Another thing that worked really well for this specific offer was encouraging nonprofit leaders and Executive Directors to send their team members vs. themselves. It’s amazing to me that they didn’t think of it on their own, but once I suggested it they were like, “Brilliant!”. I know that doesn’t work for everyone or every nonprofit organization, but for someone who is constantly telling folks to stop trying to do it all - this was helpful for them to hear.
Challenges:
Ugh - what would a launch be without it’s challenges, right? I’ll admit, I’m feeling frustrated that I’m still converting at only 1% (I know it’s in the “normal” range). I’ve been consistent and showing up with value for 2.5 years, my email list is strong - open rates above 45+%, engagement on social is high. I’m starting to realize, maybe that’s where I should set my expectations vs. what we see online sometimes in the for-profit world.
This launch was a good reminder that just like folks need new donors, I need to be bringing in new community members…always. It’s a good thing visibility is my #1 Q1 goal.
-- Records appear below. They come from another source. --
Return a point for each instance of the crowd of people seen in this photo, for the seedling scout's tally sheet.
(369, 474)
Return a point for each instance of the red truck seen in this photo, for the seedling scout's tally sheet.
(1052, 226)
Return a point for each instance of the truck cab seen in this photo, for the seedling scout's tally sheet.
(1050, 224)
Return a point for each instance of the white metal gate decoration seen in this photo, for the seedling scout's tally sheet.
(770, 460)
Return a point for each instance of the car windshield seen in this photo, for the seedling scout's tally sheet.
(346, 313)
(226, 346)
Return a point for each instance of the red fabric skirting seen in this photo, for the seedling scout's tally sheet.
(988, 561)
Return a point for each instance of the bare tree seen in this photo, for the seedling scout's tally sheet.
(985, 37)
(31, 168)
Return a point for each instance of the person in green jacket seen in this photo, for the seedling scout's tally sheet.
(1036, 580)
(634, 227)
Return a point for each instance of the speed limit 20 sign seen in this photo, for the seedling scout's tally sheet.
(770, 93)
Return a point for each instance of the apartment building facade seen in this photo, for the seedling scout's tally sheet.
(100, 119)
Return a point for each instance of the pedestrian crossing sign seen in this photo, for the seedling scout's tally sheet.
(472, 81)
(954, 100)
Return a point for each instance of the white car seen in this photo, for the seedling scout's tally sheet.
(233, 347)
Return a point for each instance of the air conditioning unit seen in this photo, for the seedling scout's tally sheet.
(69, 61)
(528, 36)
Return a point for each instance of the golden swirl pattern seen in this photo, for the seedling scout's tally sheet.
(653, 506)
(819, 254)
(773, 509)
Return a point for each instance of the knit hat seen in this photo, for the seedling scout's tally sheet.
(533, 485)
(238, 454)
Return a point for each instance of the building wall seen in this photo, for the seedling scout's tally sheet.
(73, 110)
Finally, because this was the first go around - I had ZERO testimonials. I’m looking forward to re-launching this offer again and not having to overcome that challenge for the next round.
The results:
28 sales
$5,516 in revenue
26 of the 28 orgs paid in full
The live show up rate was super high - 75%-90% each day
Nonprofits ranged in budgets of $100k/year to $20M+/year
I’m an open book and really believe in transparency. This was my 10+ live launch and it’s fascinating to me that I’m still learning how to do these well. Happy to answer any and all questions.